Show Me the Sky - Nicholas Hogg [67]
‘I have seen their kingdom,’ I said. ‘I have stepped among their great villages, huts so tall they touch the sky, machines of metal powered by flames, the man-made mountains called cathedrals, erected to house the spirit of their creator, our creator.’
‘We know the white man is no god,’ shouted an elder. ‘His blood runs as red as mine.’
With this popular fact the crowd roared. I stood taller on the prow, the beach below obscured by a swathe of painted bodies, clothed only by jewellery of feathers or shells, a loincloth of calico, and the wild wigs of fuzzed hair, decorated with the bones of fish, birds, hogs, and men.
I told them these passengers were no more divine than they or I, but that my brothers on-board were messengers, that they had dedicated their souls to the Universal Lord, a god, who, even though every man and woman had offended, was merciful and benevolent, granting those who believed His word great blessings on earth, and after death, eternal bliss.
Still, despite my speech, I was a visitor in my own home. The reverends and the crew, stranded in the surf, grimacing smiles upon a trial of fear, knew very well they had run aground on an island of cannibals. Again I went to speak, but the mob was flooding over the gunwales, and as I pushed them back I was pulled out, hauled away by my brother. He prised me from the melee, wanted me gone from the craft before living men were torn to meat. I fought with him to save the reverends, but others pinned my arms.
Then I heard the report of a musket, and believed not that this was a rescue, but the bell for dinner.
Men leapt back from the flare, and when the puff of smoke cleared from he who had pulled the trigger, I saw that it was my father. His black hair was now grey, and though his body had slumped and shrunk with time, his stature among his peers had grown.

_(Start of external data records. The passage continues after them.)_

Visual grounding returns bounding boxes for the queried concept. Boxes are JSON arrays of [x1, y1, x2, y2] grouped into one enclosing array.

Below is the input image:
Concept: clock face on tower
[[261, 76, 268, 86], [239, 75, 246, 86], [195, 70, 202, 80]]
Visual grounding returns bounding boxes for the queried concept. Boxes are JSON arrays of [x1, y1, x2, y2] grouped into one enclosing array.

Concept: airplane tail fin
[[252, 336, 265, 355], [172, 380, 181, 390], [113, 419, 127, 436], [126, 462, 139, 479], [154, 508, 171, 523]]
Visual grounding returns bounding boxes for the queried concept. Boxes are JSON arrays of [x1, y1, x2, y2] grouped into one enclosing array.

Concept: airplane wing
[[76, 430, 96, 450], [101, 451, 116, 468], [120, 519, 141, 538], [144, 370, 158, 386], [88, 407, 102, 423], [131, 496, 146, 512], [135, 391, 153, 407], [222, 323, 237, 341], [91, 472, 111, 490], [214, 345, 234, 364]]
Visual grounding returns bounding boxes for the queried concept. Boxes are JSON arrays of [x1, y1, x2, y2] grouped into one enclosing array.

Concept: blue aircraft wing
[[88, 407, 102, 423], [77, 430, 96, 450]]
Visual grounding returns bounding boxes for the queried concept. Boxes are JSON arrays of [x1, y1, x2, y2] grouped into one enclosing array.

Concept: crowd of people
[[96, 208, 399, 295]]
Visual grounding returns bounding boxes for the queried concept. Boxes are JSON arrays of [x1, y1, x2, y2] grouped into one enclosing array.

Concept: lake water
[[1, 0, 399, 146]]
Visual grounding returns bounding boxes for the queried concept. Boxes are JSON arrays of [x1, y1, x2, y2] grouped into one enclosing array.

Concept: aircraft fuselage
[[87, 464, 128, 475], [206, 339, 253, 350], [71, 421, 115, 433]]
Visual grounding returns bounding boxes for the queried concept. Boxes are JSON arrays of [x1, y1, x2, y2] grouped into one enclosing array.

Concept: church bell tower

All stopped and listened when he spoke.
‘My son does not lie.’ He looked me so straight and hard in the eye that once again I was a boy, his son, running naked in the surf. ‘He may look different, and wear the skins of a white man, but his soul remains the same.’
With these saving words we were welcomed to Fiji. Now the warriors helped the reverends and crew ashore. But when I went to hug my father he winced, as though my clothes were the thorns of a spiky bush. I asked how he was and he did not reply, only ordering us to follow him to the king.
I trod close in the steps of my father, yet fearful of his reticence. Behind me my brother, the reverends – as nervous as clucking chicks behind a mother hen – the crew, and what seemed like the whole of Lakemba, women and children, young and old, touching, caressing, and fondling the foreigners. As I recognised my friends, family, and neighbours, and as they too accepted that this Fijian in shirt and trousers was in fact one of them, they sang out their welcomes.
But not my father. Even when I asked him about my mother he said nothing, only gesturing towards the fort of King Nayau, his house the largest on the island, surrounded by a dry-stone wall, a fence of reeds, and wide moat that could not be crossed without swimming.
King Nayau, donning the gauze turban only worn by chiefs, did not rise when we entered, instead solemnly nodding to grant us a seat upon his floor of pandanu mats. Reverends Thomas and Collins, with some composure returned in the comfort of formality, offered the king their gift of an illuminated bible, pushing it across the ground to his majesty in the manner I had previously instructed.